Melting Glacier May Pose Danger to Town

ByABC News
July 7, 2002, 3:23 PM

July 7 -- Last fall, it was just a puddle of melted ice, high on the Belvedere Glacier in the Italian Alps.

Today it is an icy lake 34 acres and growing. A local mayor at first dubbed it "the Fleeting Lake," but it is not living up to its name. It shows no sign of disappearing on its own.

In the valley below is the resort town of Macugnaga, with some 700 residents. Italian engineers have now embarked on an ambitious project to drain the lake and prevent a potential flood.

Some 200 people are involved volunteers along with army and civil protection officials. Ten pumps have been helicoptered up to the glacier, 8,200 feet above sea level.

Engineers are now waiting for the weather to clear. When it does, they will begin draining the new lake into a basin lower on the mountain.

In the meantime, video cameras track the water level around the clock and transmit the images to a control room in Macugnaga.
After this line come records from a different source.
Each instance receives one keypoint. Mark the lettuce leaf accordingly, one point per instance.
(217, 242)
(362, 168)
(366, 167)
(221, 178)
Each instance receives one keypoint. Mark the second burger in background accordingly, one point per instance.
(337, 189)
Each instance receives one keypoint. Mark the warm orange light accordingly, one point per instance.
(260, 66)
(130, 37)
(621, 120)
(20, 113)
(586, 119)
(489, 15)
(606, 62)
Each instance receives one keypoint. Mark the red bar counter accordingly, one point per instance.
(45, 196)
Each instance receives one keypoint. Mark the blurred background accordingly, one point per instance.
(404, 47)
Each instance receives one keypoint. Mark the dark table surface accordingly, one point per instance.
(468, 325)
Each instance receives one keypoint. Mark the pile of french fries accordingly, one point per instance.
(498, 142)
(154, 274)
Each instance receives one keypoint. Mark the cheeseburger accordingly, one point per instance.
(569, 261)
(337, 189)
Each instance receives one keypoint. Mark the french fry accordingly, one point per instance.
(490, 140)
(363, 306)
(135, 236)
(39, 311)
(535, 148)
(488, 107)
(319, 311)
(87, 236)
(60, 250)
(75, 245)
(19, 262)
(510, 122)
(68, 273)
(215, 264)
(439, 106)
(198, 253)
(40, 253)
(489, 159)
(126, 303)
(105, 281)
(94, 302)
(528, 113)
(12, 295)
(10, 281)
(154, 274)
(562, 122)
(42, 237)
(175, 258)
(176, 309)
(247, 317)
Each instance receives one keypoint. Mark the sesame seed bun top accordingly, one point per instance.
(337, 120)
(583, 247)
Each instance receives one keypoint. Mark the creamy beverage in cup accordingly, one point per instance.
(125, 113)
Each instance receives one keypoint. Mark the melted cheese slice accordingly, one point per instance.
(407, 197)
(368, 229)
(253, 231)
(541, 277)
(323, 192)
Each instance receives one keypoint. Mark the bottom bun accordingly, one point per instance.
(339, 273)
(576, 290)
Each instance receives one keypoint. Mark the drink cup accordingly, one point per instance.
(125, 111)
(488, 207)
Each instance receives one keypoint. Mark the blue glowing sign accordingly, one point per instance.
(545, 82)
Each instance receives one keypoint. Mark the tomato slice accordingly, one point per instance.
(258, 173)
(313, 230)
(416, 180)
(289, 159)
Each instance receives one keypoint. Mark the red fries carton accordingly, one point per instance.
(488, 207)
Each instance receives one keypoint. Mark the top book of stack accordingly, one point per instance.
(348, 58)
Town officials say there is no immediate danger. Early in the week, 15 people were evacuated, but were allowed to return to their homes a few days later. Other officials worry that the media attention will frighten away tourists.

Glaciers Retreating Worldwide

Climate scientists say it's difficult to pinpoint the reason any particular glacier will start to melt because conditions vary from place to place.

"However, this particular glacier, the fact that it is melting, is consistent with what's happening all around the world," says David Rind, climate researcher at NASA's Goddard Institute for Space Studies.

Climate scientists say glaciers all around the world are now retreating. Montana's Glacier National Park had more than 150 glaciers when it was inaugurated a century ago. Today it has only 37.

It's a pattern that is seen not only in the Rockies, but also in the Andes and the Himalayas. In Africa, the snows of Kilimanjaro, made famous by Hemingway, are disappearing. The mountain's permanent ice cap has shrunk by more than 80 percent in the last century and some scientists predict it will disappear entirely before the decade is out.